The findings in this report are subject to at least two limitations.
First, AIs from different tribal communities and locations exhibit ethnic,
cultural, and social diversity. The REACH 2010 survey included only two AI
communities and might not represent AIs from other communities. However, the
data from this survey are consistent with the general pattern of health status
in AIs reported in other studies.4 Second,
because estimates are based on self-reported data, the prevalence of some
chronic conditions and use of preventive services might be underestimated.
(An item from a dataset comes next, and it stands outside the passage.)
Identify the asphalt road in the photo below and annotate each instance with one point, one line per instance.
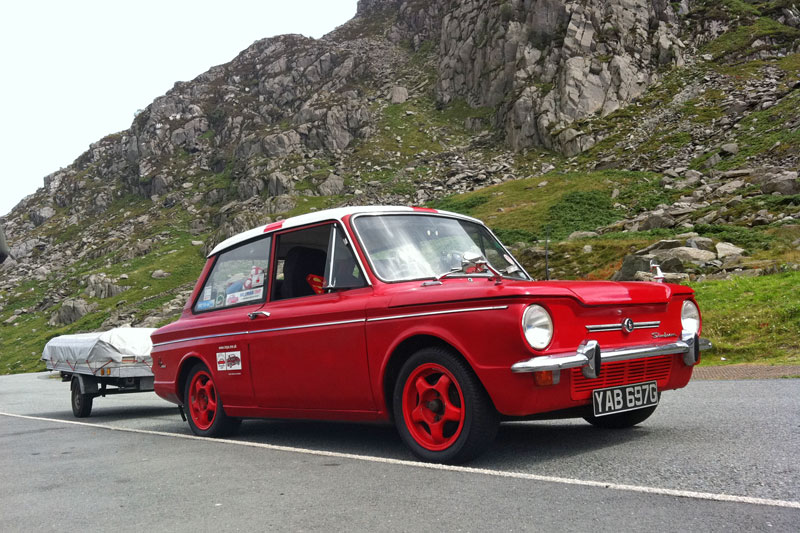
(715, 456)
However, the questions on the REACH 2010 survey have demonstrated good reliability
The REACH 2010 demonstration project is under way in eight AI and Alaska
Native communities. Community coalitions have been established, priority target
areas have been identified, and several public health education and prevention
programs to reduce health risk factors and chronic diseases are being implemented.
The findings of the REACH 2010 survey underscore the need for additional,
nationwide efforts to eliminate health disparities between AIs and other populations.